In the world of health and wellness applications, data is king. Users log workouts, track meals, and monitor their sleep, generating a constant stream of data. On the flip side, they expect to see beautiful, insightful dashboards showing their progress over weeks, months, or even years. This creates a classic architectural challenge: your database must be optimized for both frequent, simple writes (e.g., "log my 10km run") and complex, analytical reads (e.g., "show my average running pace trend, segmented by day of the week, for the past year").

A traditional monolithic architecture, where a single database handles both tasks, will inevitably hit a bottleneck.

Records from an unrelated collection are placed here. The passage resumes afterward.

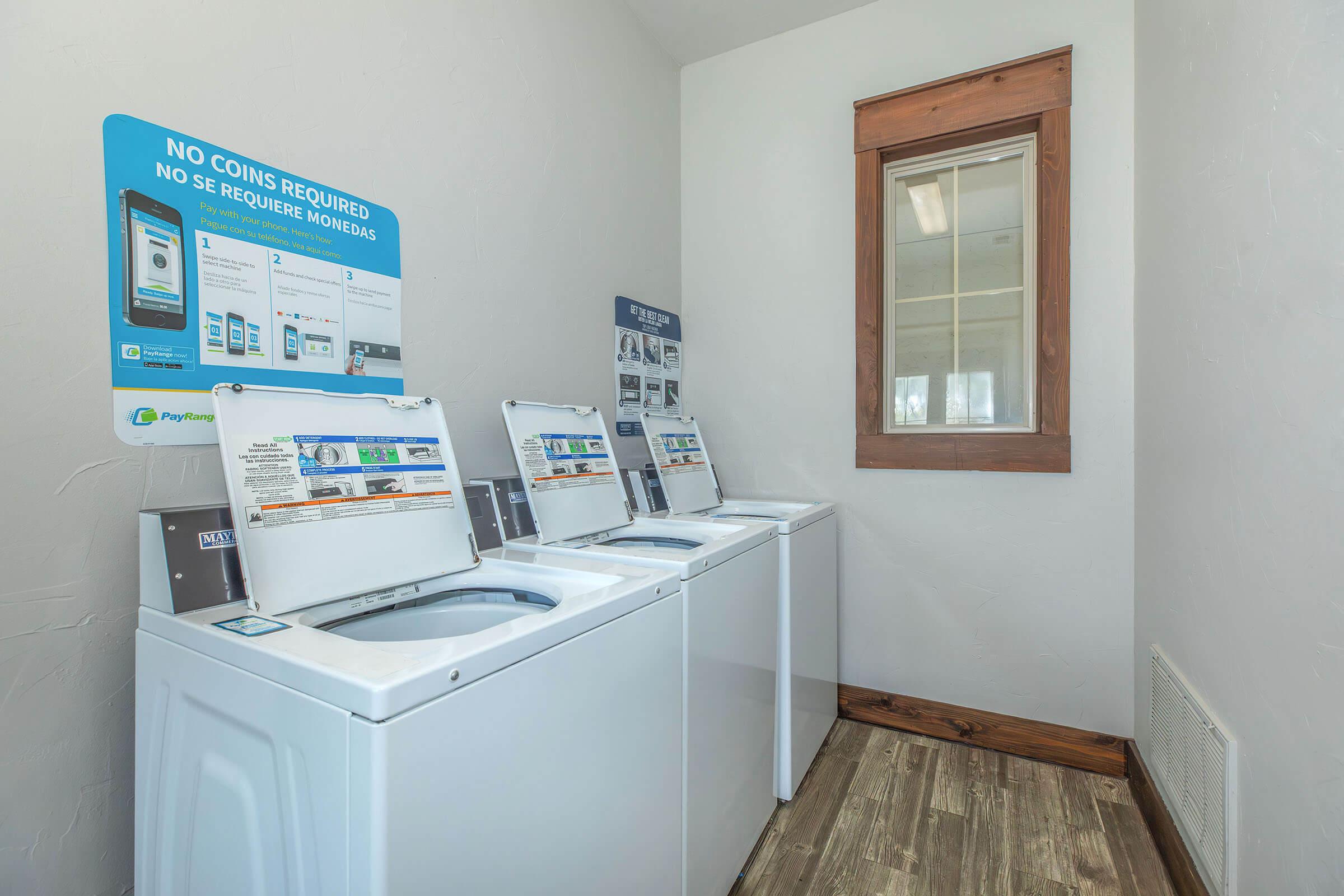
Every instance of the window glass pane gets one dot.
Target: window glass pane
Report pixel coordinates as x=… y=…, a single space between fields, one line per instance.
x=924 y=218
x=924 y=349
x=911 y=401
x=971 y=398
x=991 y=340
x=991 y=217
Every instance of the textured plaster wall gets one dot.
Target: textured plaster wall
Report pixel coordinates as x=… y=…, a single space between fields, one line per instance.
x=530 y=151
x=1240 y=436
x=1003 y=591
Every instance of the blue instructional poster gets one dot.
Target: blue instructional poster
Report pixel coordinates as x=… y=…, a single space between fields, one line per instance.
x=648 y=365
x=222 y=269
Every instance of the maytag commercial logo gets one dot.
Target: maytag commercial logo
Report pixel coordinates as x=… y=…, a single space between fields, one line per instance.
x=218 y=539
x=147 y=416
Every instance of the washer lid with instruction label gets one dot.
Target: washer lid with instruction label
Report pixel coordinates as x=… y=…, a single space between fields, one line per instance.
x=569 y=469
x=337 y=496
x=678 y=449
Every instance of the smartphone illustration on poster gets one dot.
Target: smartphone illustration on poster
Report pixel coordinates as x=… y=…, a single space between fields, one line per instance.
x=153 y=288
x=236 y=335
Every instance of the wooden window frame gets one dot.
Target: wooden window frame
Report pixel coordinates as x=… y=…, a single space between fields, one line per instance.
x=1025 y=96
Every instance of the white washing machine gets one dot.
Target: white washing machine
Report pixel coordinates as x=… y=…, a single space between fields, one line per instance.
x=389 y=713
x=808 y=614
x=729 y=575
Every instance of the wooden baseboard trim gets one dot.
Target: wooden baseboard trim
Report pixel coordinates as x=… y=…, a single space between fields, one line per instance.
x=1086 y=750
x=1180 y=864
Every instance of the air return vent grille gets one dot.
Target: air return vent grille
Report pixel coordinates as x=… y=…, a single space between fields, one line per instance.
x=1195 y=765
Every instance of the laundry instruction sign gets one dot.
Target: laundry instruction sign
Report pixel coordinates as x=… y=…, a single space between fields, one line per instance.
x=222 y=269
x=648 y=363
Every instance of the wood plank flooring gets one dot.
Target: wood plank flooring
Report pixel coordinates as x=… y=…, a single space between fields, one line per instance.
x=885 y=813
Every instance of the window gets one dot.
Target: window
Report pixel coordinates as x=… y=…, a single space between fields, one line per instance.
x=963 y=272
x=960 y=287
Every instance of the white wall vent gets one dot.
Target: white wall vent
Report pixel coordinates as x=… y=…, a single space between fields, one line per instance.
x=1194 y=760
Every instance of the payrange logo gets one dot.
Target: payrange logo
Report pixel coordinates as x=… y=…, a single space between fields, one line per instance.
x=147 y=416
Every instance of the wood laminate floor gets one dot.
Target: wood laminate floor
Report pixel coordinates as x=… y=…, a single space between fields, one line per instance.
x=885 y=813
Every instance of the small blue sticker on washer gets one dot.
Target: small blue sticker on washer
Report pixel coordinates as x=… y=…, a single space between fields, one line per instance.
x=252 y=627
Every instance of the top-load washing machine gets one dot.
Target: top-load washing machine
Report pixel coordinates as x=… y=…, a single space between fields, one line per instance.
x=729 y=573
x=390 y=713
x=808 y=613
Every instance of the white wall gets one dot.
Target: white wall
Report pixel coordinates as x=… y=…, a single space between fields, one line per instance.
x=1240 y=438
x=530 y=151
x=1002 y=591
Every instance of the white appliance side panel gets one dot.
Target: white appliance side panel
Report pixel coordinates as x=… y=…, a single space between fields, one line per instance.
x=683 y=463
x=731 y=645
x=810 y=656
x=559 y=774
x=241 y=783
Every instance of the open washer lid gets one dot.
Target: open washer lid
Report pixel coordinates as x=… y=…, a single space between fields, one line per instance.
x=569 y=472
x=319 y=517
x=678 y=449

The data model that's perfect for quick writes (normalized) is often terrible for fast analytical queries, which may require complex joins and aggregations. This is where the Command Query Responsibility Segregation (CQRS) pattern comes in.

CQRS is an architectural pattern that separates the models for reading and writing data. Instead of one model handling everything, we'll have two:

A Command model for handling state changes (writes, updates, deletes).
A Query model for retrieving data.

In this tutorial, we'll build a simplified wellness analytics system that demonstrates the power of CQRS. We'll create a "write" side with a PostgreSQL database and a "read" side with a denormalized ClickHouse database, all connected by a Kafka event bus. This architecture allows us to scale each part of our system independently, ensuring both fast workout logging and lightning-fast analytics dashboards. ✨

Understanding the Problem

Imagine a typical wellness app. The write operations are simple and frequent:

LogWorkout (userId, type: 'run', duration: 3600, distance: 10)
AddMeal (userId, name: 'Salad', calories: 450)

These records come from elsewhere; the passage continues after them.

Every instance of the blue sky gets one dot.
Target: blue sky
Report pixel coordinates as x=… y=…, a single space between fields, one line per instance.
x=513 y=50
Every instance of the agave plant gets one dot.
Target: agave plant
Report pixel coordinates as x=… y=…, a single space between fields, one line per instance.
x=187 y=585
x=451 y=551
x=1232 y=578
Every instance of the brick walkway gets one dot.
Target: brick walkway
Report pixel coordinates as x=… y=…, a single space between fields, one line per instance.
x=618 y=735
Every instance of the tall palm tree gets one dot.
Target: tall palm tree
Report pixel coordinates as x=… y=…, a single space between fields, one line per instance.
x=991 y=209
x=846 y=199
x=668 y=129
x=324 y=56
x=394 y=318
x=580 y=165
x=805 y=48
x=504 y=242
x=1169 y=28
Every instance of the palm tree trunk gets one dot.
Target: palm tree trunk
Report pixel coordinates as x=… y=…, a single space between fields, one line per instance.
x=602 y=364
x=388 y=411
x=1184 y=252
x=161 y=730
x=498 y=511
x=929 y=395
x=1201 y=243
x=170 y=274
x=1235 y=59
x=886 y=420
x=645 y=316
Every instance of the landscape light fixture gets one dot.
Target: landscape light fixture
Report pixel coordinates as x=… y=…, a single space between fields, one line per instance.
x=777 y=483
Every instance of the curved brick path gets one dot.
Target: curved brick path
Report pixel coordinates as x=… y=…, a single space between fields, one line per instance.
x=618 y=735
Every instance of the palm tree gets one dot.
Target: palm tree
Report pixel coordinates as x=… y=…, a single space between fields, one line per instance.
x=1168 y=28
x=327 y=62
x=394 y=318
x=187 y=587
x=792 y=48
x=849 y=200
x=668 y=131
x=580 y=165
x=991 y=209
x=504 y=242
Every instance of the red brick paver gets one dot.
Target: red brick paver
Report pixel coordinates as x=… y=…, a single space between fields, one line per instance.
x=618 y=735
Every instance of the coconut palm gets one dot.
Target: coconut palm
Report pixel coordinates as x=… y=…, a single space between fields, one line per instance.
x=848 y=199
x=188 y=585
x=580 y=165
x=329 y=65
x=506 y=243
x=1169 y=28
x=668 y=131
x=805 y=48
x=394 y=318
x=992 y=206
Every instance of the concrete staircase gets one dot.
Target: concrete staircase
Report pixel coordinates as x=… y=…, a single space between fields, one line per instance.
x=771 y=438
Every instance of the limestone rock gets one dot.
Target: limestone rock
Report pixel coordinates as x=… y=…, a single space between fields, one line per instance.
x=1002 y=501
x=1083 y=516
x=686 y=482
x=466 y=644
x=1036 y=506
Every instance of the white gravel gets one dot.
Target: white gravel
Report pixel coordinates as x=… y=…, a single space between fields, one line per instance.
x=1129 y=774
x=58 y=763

These are best handled by a transactional, normalized database like PostgreSQL to ensure data integrity.

The read operations, however, are a different beast. A user wants to see their dashboard with queries like:

"What's my total distance run per month for the last year?"
"Show me a weekly average of my caloric intake."
"Compare my workout durations on weekdays vs. weekends."

Running these queries against a normalized transactional database can be slow and resource-intensive, often requiring multiple joins and on-the-fly calculations. As your user base and data volume grow, these queries will grind your application to a halt.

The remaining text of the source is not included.